The company has run successful tests with the “Electrofrac” technology in its Colony Mine near the east end of the 150-mile stretch and now wants to try it on a larger plot of land leased from the federal government for research and development of oil shale.
The Interior Department is planning a second round of those leases. ExxonMobil sought, but was denied one in the first round in 2005. The company, however, is ready to try again for a research and development lease, having learned it’s possible to create a fracture in oil shale, fill it with a conductive material and run a charge through it powerful enough to heat surrounding hydrocarbon-bearing rock.
“What we’re doing is making a giant underground toaster,” ExxonMobil spokesman Patrick J. McGinn said.
The company ran tests for the first time in September on land it owns, proving it could use electricity to heat surrounding rock, setting the stage for further tests of the Electrofrac process.
The resistive heating element far beneath the surface will heat up just as the coils in a toaster do, but the ExxonMobil technique heats rock.

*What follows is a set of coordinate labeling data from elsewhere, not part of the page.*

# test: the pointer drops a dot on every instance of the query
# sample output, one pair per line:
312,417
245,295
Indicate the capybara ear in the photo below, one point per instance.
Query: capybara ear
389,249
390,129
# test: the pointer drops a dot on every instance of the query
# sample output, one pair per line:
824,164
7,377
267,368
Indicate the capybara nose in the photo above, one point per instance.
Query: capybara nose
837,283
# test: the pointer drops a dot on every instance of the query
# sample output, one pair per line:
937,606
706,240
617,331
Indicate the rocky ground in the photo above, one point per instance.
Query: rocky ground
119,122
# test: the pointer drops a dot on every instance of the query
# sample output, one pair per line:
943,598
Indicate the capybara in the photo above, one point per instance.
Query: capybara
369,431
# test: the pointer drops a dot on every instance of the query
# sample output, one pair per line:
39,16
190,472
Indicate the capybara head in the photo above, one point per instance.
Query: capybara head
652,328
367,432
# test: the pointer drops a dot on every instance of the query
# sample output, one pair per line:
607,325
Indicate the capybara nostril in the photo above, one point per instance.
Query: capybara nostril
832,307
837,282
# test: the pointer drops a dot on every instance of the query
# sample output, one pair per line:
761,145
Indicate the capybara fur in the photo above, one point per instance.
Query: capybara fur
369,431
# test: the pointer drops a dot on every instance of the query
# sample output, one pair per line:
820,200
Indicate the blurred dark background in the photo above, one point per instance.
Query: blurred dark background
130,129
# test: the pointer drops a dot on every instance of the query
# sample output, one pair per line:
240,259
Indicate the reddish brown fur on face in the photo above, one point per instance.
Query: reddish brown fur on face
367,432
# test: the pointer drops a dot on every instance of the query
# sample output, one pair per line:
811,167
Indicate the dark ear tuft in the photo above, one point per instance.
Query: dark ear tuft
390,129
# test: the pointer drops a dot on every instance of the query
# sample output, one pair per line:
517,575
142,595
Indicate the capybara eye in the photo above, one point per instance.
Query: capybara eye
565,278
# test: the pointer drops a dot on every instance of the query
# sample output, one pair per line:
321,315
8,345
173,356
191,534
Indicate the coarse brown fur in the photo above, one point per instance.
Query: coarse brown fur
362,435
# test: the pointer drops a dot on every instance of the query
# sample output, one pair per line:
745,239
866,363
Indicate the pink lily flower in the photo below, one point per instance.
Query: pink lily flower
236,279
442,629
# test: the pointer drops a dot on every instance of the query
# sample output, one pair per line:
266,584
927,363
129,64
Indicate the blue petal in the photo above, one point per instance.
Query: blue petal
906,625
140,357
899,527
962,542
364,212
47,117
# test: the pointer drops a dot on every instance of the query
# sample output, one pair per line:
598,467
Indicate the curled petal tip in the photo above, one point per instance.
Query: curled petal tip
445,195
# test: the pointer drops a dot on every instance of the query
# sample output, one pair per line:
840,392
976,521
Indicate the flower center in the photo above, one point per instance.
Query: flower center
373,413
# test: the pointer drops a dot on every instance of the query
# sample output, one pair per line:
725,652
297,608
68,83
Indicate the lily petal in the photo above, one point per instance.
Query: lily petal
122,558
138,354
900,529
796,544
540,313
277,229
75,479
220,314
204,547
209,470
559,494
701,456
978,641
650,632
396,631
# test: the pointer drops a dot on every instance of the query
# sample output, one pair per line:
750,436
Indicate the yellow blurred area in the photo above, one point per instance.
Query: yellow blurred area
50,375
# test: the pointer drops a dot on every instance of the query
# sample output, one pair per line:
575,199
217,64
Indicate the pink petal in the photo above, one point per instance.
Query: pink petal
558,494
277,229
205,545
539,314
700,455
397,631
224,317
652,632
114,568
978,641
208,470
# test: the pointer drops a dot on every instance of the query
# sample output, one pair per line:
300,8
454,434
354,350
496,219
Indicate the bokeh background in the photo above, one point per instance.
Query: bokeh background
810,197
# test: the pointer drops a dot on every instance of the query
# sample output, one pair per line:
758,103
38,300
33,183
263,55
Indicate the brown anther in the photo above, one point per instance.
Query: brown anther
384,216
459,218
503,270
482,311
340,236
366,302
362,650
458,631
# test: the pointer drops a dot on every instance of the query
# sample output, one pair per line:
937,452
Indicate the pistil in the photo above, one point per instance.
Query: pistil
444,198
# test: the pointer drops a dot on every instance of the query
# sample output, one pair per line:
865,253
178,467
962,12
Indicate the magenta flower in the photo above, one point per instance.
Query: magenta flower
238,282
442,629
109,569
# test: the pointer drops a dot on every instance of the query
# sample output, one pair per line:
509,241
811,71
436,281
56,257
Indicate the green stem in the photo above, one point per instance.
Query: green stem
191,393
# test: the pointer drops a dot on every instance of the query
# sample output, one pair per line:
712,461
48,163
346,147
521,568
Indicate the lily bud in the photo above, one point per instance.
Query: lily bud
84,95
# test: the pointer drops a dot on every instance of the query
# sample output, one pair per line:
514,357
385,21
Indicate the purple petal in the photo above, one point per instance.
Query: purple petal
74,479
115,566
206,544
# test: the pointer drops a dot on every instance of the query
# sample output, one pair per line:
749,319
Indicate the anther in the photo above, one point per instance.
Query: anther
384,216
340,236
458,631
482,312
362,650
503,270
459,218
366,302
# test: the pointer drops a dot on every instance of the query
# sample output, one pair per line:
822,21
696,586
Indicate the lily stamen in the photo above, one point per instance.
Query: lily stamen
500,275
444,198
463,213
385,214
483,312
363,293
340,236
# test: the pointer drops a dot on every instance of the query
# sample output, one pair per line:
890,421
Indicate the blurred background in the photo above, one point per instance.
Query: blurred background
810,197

By heating the surrounding rock to 300 degrees Centrigrade, ExxonMobil hopes to free oil shale’s petroleum-like treasure and allow it to migrate, much like gas or oil, to collection wells that would draw out the kerogen for refining.
That heat would be contained within the rock and couldn’t be detected from several thousand feet above on the surface, McGinn said.
The process the company envisions calls for the use of horizontal drilling instead of vertical drilling to limit the amount of surface disturbance, McGinn said.
Assuming that the process works on a large scale, ExxonMobil sees tantalizing prospects for shale: up to 162,000 barrels of oil per surface acre at a 50 percent recovery rate.
The results suggest a 3-to-1 ratio of energy recovered over energy expended to obtain it, McGinn said.
The Green River Formation in western Colorado, eastern Utah and Wyoming is believed to contain the equivalent of as many as 2 trillion barrels of oil.
Even under the most optimistic of scenarios, ExxonMobil sees no production coming from oil shale for 10 to 24 years, McGinn said.
That leaves plenty of time for the company to plan what would be a extensive network needed to generate the electricity necessary to heat the shale, collect the kerogen and begin moving it to refineries and then to markets.
Exxon can use some of the natural gas it’s drilling on the Piceance Basin to supply the electricity needed to collect the kerogen, McGinn said.
It appears ExxonMobil can make its process work using about 1.5 barrels of water for each barrel of oil produced, he said.
To place that in some perspective, production of 500,000 barrels a day, “and that would be huge,” would require about 3,500 acre-feet per year of water, McGinn said.
About 14 million acre-feet of water on average run through the Upper Colorado River basin.
ExxonMobil has yet to study the economic and social implications of development, McGinn said.
“We’re talking about research and development,” he said. “We’re not in the project-planning mode.”